Understanding the source code of memcpy()

Question

00018 void *memcpy(void *dst, const void *src, size_t len)
00019 {
00020         size_t i;
00021 
00022         /*
00023          * memcpy does not support overlapping buffers, so always do it
00024          * forwards. (Don't change this without adjusting memmove.)
00025          *
00026          * For speedy copying, optimize the common case where both pointers
00027          * and the length are word-aligned, and copy word-at-a-time instead
00028          * of byte-at-a-time. Otherwise, copy by bytes.
00029          *
00030          * The alignment logic below should be portable. We rely on
00031          * the compiler to be reasonably intelligent about optimizing
00032          * the divides and modulos out.

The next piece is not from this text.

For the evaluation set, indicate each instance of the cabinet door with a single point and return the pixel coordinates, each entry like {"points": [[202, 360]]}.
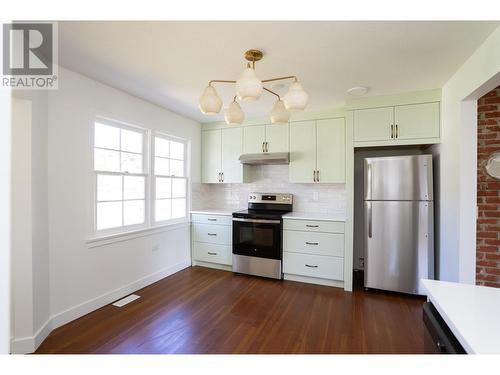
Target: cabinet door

Fortunately, it is.
00033          */
00034 
00035         if ((uintptr_t)dst % sizeof(long) == 0 &&
00036             (uintptr_t)src % sizeof(long) == 0 &&
00037             len % sizeof(long) == 0) {
00038 
00039                 long *d = dst;
00040                 const long *s = src;
00041 
00042                 for (i=0; i<len/sizeof(long); i++) {
00043                         d[i] = s[i];
00044                 }
00045         }
00046         else {
00047                 char *d = dst;
00048                 const char *s = src;
00049 
00050                 for (i=0; i<len; i++) {
00051                         d[i] = s[i];
00052                 }
00053         }
00054 
00055         return dst;
00056 }

I was just going through an implementation of memcpy, to understand how it differs from using a loop. But I couldn't see any difference between using a loop rather than memcpy, as memcpy uses loop again internally to copy.

I couldn't understand if part they do for integers — i < len/sizeof(long). Why is this calculation required?

Where's this code come from? I've seen better optimized memcpy implementations... — Maxime Chéramy, Jul 11 '13 at 11:08
@Maxime: how would you know: you don't even know the target processor (or compiler for that matter)! — Olof Forshell, Jul 11 '13 at 11:20
@Angus, judging by your answer in http://stackoverflow.com/questions/11772553/why-padding-is-not-happening-in-this-case/11773431#11773431 you seem to understand alignment. The `long` is a processor word and the address needs to be processor word aligned for a faster copy (most architectures do faster copies on aligned data). If you can't do it, then do it slowly, byte by byte. There are good answers below. — nonsensickle, Jul 11 '13 at 11:20
@OlofForshell because if not aligned and not a multiple of `sizeof(long)`, it does a slow copy. It's easy to imagine to copy some aligned data with a size that is not equal to a multiple of `sizeof(long)` and finish with a slow copy. But you are true, for very specific target processors and use cases, this could be better. But this code aims to be portable and for the majority of cases, this could be improved. — Maxime Chéramy, Jul 11 '13 at 11:35
Doesn't this function break aliasing rules (accessing memory via a long* that wasn't necessarily declared to be long) and therefore is undefined behavour? — jcoder, Jul 11 '13 at 12:04
@jcoder the implementation's implementation doesn't have to follow any rules. It would be a violation if you copied this code into a function of your own name and used it as such. — M.M, Aug 21 '14 at 19:47

score 19 · Answer 1 · answered Jul 11 '13 at 11:04

19

I couldn't understand if part they do for integers. i < len/sizeof(long). Why is this calculation required ?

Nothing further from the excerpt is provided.